Essential role of solar thermal electricity

Solar Millenium

Solar Millenium

Solar thermal power plant Andasol 1

Elena Dufour, 6 Mar 13
Solar thermal electricity is currently going through a period of transition which will lead to a promising future. The European Solar Thermal Electricity Association (ESTELA) is taking this opportunity to broaden its geographical scope.

Brussels (ed) ESTELA will cover the neighbouring countries involved in Solar thermal electricity (STE) in order to promote the large deployment of STE in a harmonised context. One of the many assets of the technology is its dispatchability. STE plants can  follow the demand curve perfectly, with  operational time (capacity factor) much  higher than 50 percent all year long. Furthermore, STE power plants are able  to feed stable electricity in to the grid,  thanks to their well dimensioned onsite  storage and their ability to hybridise with biomass or any other source. In some regions, hybridisation with natural gas or  coal might be advantageous.  Unlike other generation technologies,  STE plants provide a minimum local content close to 50 percent from the very first  plant installed. The positive macroeconomic impact of STE plants is the highest  among the most relevant renewable energy technologies, both in job creation and  in the development of local industry.

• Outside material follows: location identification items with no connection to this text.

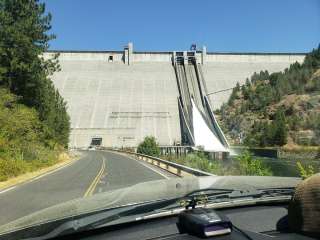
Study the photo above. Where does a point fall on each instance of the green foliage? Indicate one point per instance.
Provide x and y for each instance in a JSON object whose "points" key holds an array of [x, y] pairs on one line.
{"points": [[149, 147], [305, 171], [23, 39], [252, 116], [250, 166], [244, 165], [23, 142], [269, 134]]}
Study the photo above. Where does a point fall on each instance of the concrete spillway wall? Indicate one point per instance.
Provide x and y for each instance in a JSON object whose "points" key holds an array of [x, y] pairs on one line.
{"points": [[123, 96]]}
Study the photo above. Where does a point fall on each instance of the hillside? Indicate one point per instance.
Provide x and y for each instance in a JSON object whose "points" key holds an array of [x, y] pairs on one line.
{"points": [[34, 124], [276, 109]]}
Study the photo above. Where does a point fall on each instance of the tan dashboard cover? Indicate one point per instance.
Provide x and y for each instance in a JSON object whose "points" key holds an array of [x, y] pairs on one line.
{"points": [[304, 208]]}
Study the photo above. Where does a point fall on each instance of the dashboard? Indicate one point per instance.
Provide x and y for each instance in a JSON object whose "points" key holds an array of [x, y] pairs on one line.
{"points": [[254, 222]]}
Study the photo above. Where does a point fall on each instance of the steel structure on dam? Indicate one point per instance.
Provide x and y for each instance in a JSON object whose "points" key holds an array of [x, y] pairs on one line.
{"points": [[116, 98]]}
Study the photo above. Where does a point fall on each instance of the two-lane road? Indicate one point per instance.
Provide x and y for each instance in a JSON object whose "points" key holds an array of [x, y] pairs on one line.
{"points": [[95, 172]]}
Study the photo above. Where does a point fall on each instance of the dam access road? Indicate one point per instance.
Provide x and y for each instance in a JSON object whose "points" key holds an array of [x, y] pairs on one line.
{"points": [[94, 172]]}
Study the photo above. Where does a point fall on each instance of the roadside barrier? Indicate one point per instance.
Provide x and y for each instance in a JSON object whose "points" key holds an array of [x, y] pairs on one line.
{"points": [[174, 168]]}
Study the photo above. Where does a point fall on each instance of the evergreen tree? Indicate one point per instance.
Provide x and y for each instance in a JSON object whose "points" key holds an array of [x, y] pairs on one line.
{"points": [[24, 38]]}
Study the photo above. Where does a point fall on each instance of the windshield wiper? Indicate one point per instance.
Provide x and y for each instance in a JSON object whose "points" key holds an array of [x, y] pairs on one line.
{"points": [[147, 210]]}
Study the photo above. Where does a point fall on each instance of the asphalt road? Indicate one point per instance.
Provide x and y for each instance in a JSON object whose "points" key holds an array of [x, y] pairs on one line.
{"points": [[95, 172]]}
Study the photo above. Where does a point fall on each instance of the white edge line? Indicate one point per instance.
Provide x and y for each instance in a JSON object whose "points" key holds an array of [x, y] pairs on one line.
{"points": [[8, 189], [36, 178], [145, 165], [53, 171]]}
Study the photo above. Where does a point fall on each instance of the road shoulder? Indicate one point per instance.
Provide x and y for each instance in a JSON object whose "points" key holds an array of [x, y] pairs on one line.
{"points": [[28, 177]]}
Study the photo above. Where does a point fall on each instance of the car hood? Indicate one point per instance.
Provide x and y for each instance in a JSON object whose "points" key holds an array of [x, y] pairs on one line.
{"points": [[143, 192]]}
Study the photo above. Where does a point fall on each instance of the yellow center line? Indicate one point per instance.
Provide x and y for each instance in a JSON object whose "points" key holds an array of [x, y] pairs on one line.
{"points": [[96, 180]]}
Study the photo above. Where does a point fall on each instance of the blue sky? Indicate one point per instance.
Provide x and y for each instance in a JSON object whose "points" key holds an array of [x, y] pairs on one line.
{"points": [[165, 25]]}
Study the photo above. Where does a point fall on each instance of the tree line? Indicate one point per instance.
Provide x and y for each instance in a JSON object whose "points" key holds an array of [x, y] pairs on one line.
{"points": [[264, 89], [24, 37]]}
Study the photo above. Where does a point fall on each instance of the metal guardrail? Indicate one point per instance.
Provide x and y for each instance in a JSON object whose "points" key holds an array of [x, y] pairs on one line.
{"points": [[174, 168]]}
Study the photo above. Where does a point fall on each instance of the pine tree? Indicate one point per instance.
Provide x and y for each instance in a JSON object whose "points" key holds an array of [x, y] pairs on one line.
{"points": [[24, 38]]}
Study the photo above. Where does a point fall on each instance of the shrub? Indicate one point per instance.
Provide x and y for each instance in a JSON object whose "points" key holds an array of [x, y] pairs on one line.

Finally, the competitiveness of STE  plants in the short and medium term has  been proven: a remarkable cost reduction has been achieved by STE since 2007 with  only three gigawatts installed worldwide.  Power plants in Spain, some of which are  still in the construction phase, can no longer be considered as a current cost reference for STE technologies. Feed-in tariffs  in Spain correspond to projects approved in 2009, with designs completed before  2007. However, new and larger plants designed and constructed in other sunbelt  countries now show much lower generation costs in the range of EUR 0.15 per  kilowatt-hour (kWh). The industry belives  that the costs will decrease further in the  next years to the range of EUR 0.10/kWh  by 2020. Last but not least, the outcome of the  first call of the New Entrants’ Reserve of  the European Emissions Trading System  (NER300) was published on 18 December  2012, awarding EUR 203.3 million for STE  from the auctions of 300 million allowances. The European Investment Bank (EIB)  positively evaluated four STE projects: two  in Greece (parabolic dishes and a central  receiver), one in Cyprus (parabolic dishes)  and one in Spain (a central receiver).